Xi Jinping, Charles Michel, Angela Merkel et Ursula von der Leyen
Le président chinois Xi Jinping, le président du Conseil européen Charles Michel, la chancelière allemande Angela Merkel et la présidente de la Commission européenne Ursula von der Leyen lors du sommet visuel UE-Chine le 14 septembre 2020. Yves Herman/Pool/AFP

Les relations entre l’Union européenne et la Chine sont en voie de recomposition – un processus qu’accélère encore la crise sanitaire actuelle. On a encore pu le constater en ce début de semaine lors du sommet virtuel UE-Chine.

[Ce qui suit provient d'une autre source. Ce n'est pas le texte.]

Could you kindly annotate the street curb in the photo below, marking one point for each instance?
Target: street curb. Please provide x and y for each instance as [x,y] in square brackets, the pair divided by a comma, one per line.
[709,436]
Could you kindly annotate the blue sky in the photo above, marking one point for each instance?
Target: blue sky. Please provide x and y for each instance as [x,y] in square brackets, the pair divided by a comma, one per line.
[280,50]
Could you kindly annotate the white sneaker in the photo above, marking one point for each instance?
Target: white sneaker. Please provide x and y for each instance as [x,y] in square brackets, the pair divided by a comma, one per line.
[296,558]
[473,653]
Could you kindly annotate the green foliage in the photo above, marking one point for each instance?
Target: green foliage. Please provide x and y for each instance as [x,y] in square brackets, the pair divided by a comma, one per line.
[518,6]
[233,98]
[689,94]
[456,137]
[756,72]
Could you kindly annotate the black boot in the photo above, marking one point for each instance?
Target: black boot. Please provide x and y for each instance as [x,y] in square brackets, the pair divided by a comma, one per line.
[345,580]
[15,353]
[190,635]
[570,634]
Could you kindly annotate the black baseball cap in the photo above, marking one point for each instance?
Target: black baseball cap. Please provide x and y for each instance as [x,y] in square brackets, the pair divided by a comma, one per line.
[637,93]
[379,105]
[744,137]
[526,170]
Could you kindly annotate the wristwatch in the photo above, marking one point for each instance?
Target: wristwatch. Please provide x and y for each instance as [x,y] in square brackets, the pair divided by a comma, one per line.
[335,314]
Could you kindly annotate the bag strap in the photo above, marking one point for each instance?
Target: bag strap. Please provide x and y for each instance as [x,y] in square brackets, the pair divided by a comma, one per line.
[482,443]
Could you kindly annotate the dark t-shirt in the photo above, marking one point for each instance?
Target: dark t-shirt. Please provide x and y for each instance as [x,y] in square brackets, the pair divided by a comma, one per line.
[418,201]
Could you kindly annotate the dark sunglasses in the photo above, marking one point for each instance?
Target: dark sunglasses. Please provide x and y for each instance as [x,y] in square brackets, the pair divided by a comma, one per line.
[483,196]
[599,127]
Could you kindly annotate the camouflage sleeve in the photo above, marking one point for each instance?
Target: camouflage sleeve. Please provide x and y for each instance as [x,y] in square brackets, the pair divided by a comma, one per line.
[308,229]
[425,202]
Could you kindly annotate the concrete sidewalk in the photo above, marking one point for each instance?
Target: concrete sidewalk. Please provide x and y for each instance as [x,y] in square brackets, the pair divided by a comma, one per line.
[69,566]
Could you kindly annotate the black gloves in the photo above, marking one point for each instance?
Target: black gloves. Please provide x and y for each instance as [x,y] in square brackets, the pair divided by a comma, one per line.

Peu avant, Xi Jinping avait rassemblé ses troupes pour s’adresser un satisfecit au ton martial sur la gestion de la crise. Ce raout masquait une tout autre réalité : celle d’un pays ébranlé par la pandémie et de plus en plus en proie au doute. Les réformes tant vantées par le régime laissent plus de 40 % de la population (600 millions de personnes) avec une moyenne de 140 euros par mois seulement et le taux de chômage explose pour atteindre plus de 10 % de la population (en plus de l’endettement, du financement de l’immobilier et l’immense shadow banking).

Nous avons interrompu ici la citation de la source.